Гюльнаре слегка нахмурилась. Она впервые столкнулась с серьезной стороной жизни. Узнала, что у рассыльных не бывает отпуска.
— У моего папы в этом году тоже не будет настоящего отпуска, — сказала она. — Кто-то предложил ему какую-то работу на лето, и папа согласился. Он говорит, что нам пригодятся эти деньги. Тогда мама сказала, что она останется с ним в городе, хотя он настаивал, что ей надо отдохнуть. Значит, и я останусь с ними, ведь я должна помогать по дому.
Эрлинг про себя обрадовался денежным затруднениям ее отца.
Ранний вечер, Эвре Шлоттсгатен, залитая солнцем, лето 1915 года. Потом Эрлинг всегда поражался, как мало его и его сверстников занимала шедшая тогда мировая война. Они еще не забыли страх, пережитый в августе 1914 года, но война все продолжалась, а они были юные, и их волновали более серьезные дела, чем шедшая где-то война.
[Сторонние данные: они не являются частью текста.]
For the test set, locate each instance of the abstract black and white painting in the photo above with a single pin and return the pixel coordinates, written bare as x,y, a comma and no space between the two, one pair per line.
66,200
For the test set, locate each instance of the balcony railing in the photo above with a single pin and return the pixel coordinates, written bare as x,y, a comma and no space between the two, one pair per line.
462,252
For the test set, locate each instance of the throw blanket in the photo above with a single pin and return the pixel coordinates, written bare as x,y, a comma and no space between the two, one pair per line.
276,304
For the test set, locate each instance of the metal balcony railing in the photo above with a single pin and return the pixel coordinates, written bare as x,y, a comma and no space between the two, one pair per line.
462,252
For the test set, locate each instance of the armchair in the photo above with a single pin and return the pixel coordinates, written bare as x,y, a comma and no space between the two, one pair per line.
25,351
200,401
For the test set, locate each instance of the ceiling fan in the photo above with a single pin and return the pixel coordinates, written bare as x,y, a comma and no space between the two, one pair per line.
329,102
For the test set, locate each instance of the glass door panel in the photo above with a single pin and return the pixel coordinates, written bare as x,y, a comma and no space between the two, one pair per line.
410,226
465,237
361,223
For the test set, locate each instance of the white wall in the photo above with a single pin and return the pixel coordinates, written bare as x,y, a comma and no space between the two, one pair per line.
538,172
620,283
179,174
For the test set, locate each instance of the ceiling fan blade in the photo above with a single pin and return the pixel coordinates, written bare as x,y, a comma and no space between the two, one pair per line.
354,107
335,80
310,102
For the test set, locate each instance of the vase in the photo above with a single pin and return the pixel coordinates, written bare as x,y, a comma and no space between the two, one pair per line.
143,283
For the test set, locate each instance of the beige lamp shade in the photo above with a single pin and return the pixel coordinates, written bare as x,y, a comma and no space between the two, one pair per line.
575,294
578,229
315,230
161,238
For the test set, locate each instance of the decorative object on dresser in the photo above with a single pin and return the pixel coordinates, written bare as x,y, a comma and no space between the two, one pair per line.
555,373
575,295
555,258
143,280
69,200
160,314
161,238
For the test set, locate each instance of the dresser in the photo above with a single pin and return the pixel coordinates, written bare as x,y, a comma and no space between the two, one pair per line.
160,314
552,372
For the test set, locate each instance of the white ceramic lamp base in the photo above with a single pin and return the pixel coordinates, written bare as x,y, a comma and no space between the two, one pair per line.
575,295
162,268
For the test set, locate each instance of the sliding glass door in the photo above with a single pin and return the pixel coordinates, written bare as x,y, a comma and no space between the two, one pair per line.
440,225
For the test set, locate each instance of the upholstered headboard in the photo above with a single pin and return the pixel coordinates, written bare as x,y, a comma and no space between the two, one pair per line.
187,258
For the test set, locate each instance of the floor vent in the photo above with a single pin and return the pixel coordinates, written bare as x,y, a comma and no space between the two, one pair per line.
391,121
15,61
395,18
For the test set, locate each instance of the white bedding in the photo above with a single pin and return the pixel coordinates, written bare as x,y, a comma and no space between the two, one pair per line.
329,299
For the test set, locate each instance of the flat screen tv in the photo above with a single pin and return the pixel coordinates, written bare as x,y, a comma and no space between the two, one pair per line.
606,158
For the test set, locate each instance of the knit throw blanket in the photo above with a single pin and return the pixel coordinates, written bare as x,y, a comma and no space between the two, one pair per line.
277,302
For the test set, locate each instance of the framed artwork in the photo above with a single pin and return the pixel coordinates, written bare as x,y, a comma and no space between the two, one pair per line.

Он с улыбкой вспомнил, как во время последней войны шведская полиция, когда он перешел через границу, подробно записала, что в четырнадцать лет он несколько недель числился членом какого-то социалистического клуба.
Сколько же сейчас лет Гюльнаре? Сосчитать это было просто, но он отбросил прочь эту мысль. Для него она навсегда осталась четырнадцатилетней девочкой с красивыми густыми волосами, заплетенными в благопристойные косы. Только один раз он видел эти косы уложенными вокруг головы наподобие короны, чтобы они не намокли во время купания, только один раз они не падали ей на спину. Нет, тем летом 1915 года, они, четырнадцатилетняя девочка и шестнадцатилетний мальчик, не купались вместе. В то время мир был полон невероятных открытий и блаженных видений, Эрлингу было дано видеть в Гюльнаре взрослую девушку и тем самым поверить, что и он тоже взрослый. Все было дозволено, и все должно было случиться там, на берегу в сосновой роще!
Но не случилось. Так никогда и не случилось. И все-таки в Эрлинге произошла великая перемена, когда на прибрежном камне он увидел ее, залитую солнцем, и мир рухнул, чтобы возродиться вновь. До того дня в безоблачную радость Эрлинга врывался диссонансом какой-то неприятный, недобрый звук. Он надеялся, что этот звук исчезнет, если они с Гюльнаре попадут куда-нибудь, где не будет никого, кроме них, и где никто не сможет объявить его взрослым преступником, польстившимся на ребенка.